L’anoressia. La bulimia. Alla fine, la resurrezione con il Jazz, passando per il Buddismo di Nichiren Daishonin.
E’ la storia di Simona Cosimi che, inseguendo il mito di Nancy Wilson, Billie Holiday, Ella Fitzgerald, è riuscita a ritrovare se stessa e a fare pace con il mondo.
Romana, quarantatre anni, dopo l’Accademia delle Belle arti di Bologna, non avrebbe mai immaginato di fare la cantante jazz. Sognava di diventare attrice. Ma dalla musica, nata nelle comunità afroamericane del sud degli Stati Uniti, si è sempre sentita attratta.
Oggi Simona vive a Londra, ha inciso un Cd “Don’t call me my love”. Ed è felice. Tante le battaglie che ha dovuto sostenere. La più sfiancante, quella con i genitori, che sognavano per lei un futuro più sicuro.
Simona, quando e come ha scoperto di voler fare la cantante jazz?
Molto tardi, esattamente cinque, sei anni fa. La mia vita è cambiata molto in questi ultimi otto anni. Sto vivendo in un modo, che non avrei mai immaginato fosse possibile, pur desiderandolo. E il jazz è un genere, da cui mi ero sempre sentita attratta. Anche se ascoltavo tutt’altro.
C’è stata una cantante in particolare, che ha segnato il suo destino?
Non proprio una cantante, ma un brano di musica classica: “Chiaro di Luna” di Beethoven. Mia madre da bambina ha studiato pianoforte. Qualche volta lo suonava. Ed io mi sentivo profondamente commossa e rapita. Avrò avuto sette, massimo otto anni. Avevo anche imparato a suonarne alcune battute.
Chi ha scoperto la sua voce?
Beh, io. A un certo punto mi sono resa conto che avevo una bella voce – meno comune nelle donne, perché sono contralto – mezzosoprano- un bel vibrato. Avevo venti anni. Stavo studiando recitazione in una scuola di teatro, a Roma. Ma solo intorno ai ventotto ho capito che era fatta anche per cantare o forse devo dire che solo allora ho sentito il desiderio di iniziare a cantare. Nella mia vita, però, ho fatto in ritardo un po’ tutte le scelte vitali per realizzarmi.
Perché?
Per tutta la mia adolescenza ho sofferto di anoressia e bulimia.

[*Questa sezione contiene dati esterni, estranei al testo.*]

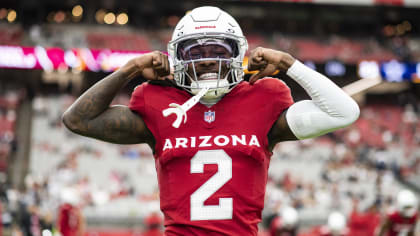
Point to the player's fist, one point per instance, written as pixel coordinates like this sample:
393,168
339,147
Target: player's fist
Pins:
151,66
267,61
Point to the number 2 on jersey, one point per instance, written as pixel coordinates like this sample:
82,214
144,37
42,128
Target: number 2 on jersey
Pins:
224,210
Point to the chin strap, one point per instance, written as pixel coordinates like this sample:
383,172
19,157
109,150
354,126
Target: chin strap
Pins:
181,110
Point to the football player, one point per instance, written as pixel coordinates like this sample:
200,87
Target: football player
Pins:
286,223
211,132
403,219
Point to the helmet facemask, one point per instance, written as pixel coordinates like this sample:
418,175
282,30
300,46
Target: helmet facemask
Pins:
225,72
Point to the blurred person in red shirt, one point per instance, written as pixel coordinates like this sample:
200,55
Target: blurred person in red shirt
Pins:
336,226
153,225
364,223
70,220
403,219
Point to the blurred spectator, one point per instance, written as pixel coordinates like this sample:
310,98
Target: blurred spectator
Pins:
70,219
286,223
364,223
403,219
336,226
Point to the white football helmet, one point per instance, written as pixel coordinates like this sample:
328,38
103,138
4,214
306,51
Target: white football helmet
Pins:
207,26
406,203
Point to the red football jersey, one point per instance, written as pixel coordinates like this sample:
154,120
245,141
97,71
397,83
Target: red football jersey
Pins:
212,170
400,224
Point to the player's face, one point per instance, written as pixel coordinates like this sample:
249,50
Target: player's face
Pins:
207,69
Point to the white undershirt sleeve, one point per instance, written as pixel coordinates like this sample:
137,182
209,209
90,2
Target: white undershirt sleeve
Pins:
330,108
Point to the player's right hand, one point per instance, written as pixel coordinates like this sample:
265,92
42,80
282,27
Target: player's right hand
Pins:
152,66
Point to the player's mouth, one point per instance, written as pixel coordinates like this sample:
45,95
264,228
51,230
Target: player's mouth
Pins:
208,76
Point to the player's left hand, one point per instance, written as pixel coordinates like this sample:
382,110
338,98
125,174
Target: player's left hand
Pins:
267,61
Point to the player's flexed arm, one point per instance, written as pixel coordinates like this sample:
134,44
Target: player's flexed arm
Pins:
330,108
91,114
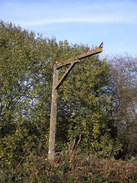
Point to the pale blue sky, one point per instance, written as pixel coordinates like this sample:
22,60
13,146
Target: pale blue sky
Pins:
79,21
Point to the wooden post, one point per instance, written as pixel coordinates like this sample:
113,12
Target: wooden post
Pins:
56,85
53,116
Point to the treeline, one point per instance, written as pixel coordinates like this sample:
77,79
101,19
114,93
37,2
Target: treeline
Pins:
97,104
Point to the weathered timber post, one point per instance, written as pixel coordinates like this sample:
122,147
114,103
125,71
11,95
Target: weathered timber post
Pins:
56,85
53,115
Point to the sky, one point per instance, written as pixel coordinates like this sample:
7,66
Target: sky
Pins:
87,22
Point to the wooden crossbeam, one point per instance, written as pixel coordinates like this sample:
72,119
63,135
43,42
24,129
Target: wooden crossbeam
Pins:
81,56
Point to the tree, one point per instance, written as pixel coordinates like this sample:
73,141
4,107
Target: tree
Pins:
85,107
124,74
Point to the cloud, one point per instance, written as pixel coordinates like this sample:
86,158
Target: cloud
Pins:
53,12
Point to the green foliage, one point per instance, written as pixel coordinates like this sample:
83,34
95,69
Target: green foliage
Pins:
86,109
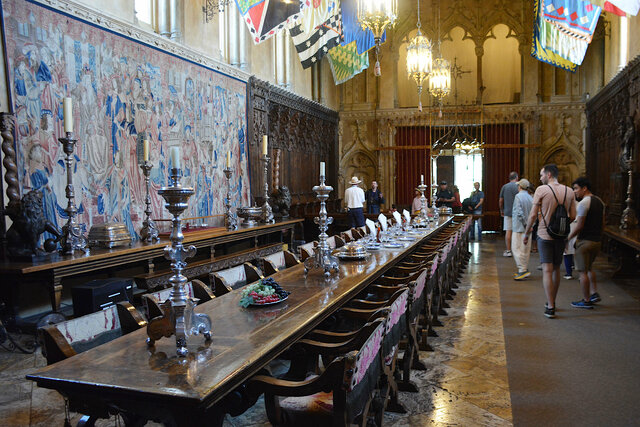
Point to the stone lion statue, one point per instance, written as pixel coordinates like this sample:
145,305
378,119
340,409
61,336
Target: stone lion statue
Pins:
627,133
281,201
28,224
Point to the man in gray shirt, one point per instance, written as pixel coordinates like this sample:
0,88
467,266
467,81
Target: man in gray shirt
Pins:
507,194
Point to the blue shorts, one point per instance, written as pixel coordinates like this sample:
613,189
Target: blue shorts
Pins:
551,251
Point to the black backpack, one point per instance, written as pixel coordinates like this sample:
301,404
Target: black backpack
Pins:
558,226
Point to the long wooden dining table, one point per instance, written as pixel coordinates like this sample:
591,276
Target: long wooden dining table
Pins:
125,375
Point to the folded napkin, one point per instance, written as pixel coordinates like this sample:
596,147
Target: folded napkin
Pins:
397,217
383,222
372,227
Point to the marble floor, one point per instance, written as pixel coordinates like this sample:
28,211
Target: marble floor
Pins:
466,382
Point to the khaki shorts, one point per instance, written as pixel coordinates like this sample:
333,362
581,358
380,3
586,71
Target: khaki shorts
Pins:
586,253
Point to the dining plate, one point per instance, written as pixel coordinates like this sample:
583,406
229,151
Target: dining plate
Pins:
393,245
348,257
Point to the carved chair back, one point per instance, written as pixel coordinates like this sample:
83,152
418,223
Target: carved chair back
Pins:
307,250
194,289
278,261
65,339
224,281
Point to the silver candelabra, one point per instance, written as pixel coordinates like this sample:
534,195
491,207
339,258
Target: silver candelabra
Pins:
436,214
267,212
179,318
628,220
424,214
230,218
149,231
322,257
73,237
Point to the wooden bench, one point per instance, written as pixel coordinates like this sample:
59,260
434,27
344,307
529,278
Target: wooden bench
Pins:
195,289
279,261
624,246
224,281
65,339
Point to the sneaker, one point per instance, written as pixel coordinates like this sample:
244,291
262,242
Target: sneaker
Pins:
523,275
582,304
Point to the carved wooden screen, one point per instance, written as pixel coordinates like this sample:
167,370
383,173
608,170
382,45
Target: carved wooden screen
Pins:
302,133
412,160
606,115
500,158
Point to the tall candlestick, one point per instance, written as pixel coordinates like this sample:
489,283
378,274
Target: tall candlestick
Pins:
175,157
67,111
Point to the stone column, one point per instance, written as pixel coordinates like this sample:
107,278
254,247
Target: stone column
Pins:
479,55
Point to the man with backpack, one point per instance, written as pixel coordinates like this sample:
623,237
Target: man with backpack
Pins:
590,224
554,205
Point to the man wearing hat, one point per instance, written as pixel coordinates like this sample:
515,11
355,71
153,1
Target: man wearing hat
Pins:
354,199
444,196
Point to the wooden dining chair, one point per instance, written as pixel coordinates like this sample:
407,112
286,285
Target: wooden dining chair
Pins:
307,250
195,289
224,281
273,263
340,395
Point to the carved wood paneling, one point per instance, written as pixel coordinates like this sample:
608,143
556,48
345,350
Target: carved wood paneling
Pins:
304,132
606,113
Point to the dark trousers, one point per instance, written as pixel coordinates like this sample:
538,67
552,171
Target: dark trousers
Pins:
356,216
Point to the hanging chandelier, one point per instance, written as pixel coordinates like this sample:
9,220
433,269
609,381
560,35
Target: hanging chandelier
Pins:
419,59
377,15
468,147
440,79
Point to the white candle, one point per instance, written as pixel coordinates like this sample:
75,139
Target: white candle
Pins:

Questo ha condizionato molto le mie relazioni anche in seguito. Non credevo neanche un po’ nelle mie capacità. Iniziavo a fare le cose, ma di fronte alle prime difficoltà, rinunciavo. Via via che passavano gli anni, mi chiudevo sempre di più in me stessa. Mi creda, non sapevo come uscire dalla gabbia, che imprigionava la mia mente. C’era un nodo grande, che mi bloccava. Avevo perso ogni speranza ed ero profondamente infelice. Poi, circa otto anni fa una persona mi ha parlato del Buddismo di Nichiren Daishonin. Ho iniziato a praticarlo e non ho più smesso. E sa perché?
Ce lo dica!
Ho visto che la mia vita cambiava e riuscivo ad avere la forza per affrontare le difficoltà, le stesse che prima mi facevano terrore. Ho cominciato a lottare.
E ad avere la forza di imporsi sui suoi genitori. Vero? Cosa hanno provato i suoi, quando ha detto loro che avrebbe fatto la cantante jazz?
Erano disperati e contrari. Soprattutto, perché avevo parlato della mia decisione di fare della musica la mia professione a tutti gli effetti. Una scelta non facile. Si immagini che oggi, quando in Italia mi chiedono cosa faccia, io rispondo che sono una cantante jazz. Di rimando mi chiedono: Bello! Sì, ma che lavoro che fai? A Londra è diverso. Esiste una dignità dell’ artista.